Sex/Nudity: 23 instances. Violence: 11 minor instances. Profanity: 26 instances, most of them strong. Drugs: 12 scenes with smoking, drinking, and marijuana brownies.

50 First Dates (PG-13)

Director: Peter Segal. With Adam Sandler, Drew Barrymore, Sean Astin, Dan Aykroyd. (99 min.)

Sterritt * A womanizer (Sandler) falls for a woman (Barrymore) whose short-term memory has been destroyed by an injury, which means each time he woos her is the first time for her. Set in picturesque Hawaii, this could have been a tasty romantic comedy, but the filmmakers swamp the story with tasteless jokes, phony animal stunts, and bathroom humor.

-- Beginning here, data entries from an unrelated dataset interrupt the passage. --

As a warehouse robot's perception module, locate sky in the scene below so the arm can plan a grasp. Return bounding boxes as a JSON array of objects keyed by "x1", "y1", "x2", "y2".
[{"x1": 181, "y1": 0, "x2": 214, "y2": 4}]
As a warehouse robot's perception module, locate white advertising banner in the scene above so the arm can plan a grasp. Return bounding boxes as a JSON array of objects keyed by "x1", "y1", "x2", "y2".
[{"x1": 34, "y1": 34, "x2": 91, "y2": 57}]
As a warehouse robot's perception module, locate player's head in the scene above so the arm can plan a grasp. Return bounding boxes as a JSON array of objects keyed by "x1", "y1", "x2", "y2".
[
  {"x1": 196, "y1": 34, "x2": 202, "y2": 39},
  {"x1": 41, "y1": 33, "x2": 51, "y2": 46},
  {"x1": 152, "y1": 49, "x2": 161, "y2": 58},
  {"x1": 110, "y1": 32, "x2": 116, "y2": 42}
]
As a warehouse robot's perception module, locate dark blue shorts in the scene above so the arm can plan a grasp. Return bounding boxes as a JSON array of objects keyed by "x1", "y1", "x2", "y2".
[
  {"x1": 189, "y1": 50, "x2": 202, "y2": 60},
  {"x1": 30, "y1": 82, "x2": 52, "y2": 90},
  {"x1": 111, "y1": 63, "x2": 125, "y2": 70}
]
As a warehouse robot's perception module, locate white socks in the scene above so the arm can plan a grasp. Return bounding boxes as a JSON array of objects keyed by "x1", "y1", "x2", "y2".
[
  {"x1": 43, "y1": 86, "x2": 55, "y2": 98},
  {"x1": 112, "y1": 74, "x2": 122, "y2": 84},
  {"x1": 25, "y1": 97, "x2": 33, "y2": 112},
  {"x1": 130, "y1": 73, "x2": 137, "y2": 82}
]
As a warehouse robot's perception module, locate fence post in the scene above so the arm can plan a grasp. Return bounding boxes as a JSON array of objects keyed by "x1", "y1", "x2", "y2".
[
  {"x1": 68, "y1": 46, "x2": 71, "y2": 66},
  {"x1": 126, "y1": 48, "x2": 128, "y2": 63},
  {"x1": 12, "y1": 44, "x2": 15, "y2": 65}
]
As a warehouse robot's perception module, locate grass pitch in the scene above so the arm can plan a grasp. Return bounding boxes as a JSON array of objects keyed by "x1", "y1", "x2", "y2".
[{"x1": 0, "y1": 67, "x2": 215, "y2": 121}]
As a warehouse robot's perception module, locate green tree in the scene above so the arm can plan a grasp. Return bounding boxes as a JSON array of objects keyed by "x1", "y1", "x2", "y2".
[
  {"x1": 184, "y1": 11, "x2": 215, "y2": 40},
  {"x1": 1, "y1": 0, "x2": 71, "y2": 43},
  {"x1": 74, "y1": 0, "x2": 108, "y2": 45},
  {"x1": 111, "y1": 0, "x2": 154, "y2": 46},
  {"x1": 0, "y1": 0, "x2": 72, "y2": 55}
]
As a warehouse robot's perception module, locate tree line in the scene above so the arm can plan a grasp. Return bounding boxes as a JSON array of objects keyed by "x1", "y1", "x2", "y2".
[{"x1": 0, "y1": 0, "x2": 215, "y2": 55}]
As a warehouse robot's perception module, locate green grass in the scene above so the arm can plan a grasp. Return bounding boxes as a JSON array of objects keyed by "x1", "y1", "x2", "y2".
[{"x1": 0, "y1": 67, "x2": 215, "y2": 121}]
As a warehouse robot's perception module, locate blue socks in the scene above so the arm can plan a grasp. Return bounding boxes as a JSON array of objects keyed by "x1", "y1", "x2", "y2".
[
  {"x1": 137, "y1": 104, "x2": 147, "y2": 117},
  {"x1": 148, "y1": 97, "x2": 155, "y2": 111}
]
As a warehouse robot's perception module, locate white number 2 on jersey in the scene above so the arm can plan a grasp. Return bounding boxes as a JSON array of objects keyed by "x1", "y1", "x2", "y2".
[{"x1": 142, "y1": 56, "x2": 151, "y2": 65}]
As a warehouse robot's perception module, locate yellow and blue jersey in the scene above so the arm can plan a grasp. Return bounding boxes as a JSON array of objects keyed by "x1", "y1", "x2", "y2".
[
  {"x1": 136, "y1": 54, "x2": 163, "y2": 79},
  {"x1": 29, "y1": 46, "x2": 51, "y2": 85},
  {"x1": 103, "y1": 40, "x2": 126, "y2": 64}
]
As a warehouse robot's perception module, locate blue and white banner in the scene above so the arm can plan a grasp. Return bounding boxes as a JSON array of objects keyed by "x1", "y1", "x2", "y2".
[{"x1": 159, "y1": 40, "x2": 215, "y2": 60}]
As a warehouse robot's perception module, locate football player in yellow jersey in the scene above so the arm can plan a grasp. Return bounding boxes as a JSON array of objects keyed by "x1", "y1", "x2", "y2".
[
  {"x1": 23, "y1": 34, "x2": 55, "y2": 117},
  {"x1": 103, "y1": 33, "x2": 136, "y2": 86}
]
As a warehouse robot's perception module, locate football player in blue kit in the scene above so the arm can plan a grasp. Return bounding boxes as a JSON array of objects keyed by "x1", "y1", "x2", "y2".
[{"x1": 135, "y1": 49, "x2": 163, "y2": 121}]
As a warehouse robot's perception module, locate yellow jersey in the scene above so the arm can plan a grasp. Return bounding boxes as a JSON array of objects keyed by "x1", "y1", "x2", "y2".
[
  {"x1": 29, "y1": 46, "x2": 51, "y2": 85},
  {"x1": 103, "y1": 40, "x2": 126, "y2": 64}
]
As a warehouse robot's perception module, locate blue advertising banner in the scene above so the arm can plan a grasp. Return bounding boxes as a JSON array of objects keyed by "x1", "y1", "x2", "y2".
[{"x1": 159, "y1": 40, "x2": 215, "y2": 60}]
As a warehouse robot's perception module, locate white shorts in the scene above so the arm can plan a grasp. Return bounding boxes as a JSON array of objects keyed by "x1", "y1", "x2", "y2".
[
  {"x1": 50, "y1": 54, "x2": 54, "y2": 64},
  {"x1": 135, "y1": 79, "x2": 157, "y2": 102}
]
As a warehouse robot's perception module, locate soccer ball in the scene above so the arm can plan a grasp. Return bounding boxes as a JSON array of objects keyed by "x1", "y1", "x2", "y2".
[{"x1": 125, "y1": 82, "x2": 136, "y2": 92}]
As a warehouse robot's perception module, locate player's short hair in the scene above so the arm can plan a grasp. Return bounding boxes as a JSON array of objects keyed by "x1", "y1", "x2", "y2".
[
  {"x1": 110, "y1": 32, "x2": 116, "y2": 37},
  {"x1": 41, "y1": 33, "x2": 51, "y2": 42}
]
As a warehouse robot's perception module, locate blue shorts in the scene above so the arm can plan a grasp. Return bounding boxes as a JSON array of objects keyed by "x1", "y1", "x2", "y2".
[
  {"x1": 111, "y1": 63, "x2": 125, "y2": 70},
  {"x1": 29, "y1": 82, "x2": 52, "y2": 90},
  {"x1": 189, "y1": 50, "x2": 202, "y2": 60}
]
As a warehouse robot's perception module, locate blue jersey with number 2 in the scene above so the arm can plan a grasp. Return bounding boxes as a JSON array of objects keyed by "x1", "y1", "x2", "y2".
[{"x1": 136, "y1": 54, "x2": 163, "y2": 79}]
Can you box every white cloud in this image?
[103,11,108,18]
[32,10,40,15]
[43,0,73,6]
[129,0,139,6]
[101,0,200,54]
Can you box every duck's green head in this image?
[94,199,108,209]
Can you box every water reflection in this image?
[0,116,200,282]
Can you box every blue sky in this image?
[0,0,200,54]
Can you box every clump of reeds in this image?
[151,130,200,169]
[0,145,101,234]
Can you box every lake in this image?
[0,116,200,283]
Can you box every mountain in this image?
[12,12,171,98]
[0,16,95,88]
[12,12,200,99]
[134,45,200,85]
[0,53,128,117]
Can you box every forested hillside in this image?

Staff *** Lighthearted, fun, sweet but corny.

Sex/Nudity: 19 instances. Violence: 10 scenes. Profanity: 18 instances, mostly mild. Drugs: 10 instances.

Kitchen Stories (Not rated)

Director: Bent Hamer. With Tomas Nörstrom, Joachim Calmeyer, Reine Brynolfsson, Bjorn Floberg. (92 min.)

Sterritt *** Marvelously wry comedy about the odd relationship between a crusty Norwegian man and a snoopy Swedish researcher who's assigned to sit in his kitchen and chart his movements there. Acted and directed with a savvy understatement that perfectly matches the eccentric story. In Norwegian and Swedish with English subtitles.

Lord of the Rings: Return of the King (PG-13)

Director: Peter Jackson. With Viggo Mortensen, Ian McKellan, Elijah Wood, Sean Astin, Liv Tyler. (301 min.)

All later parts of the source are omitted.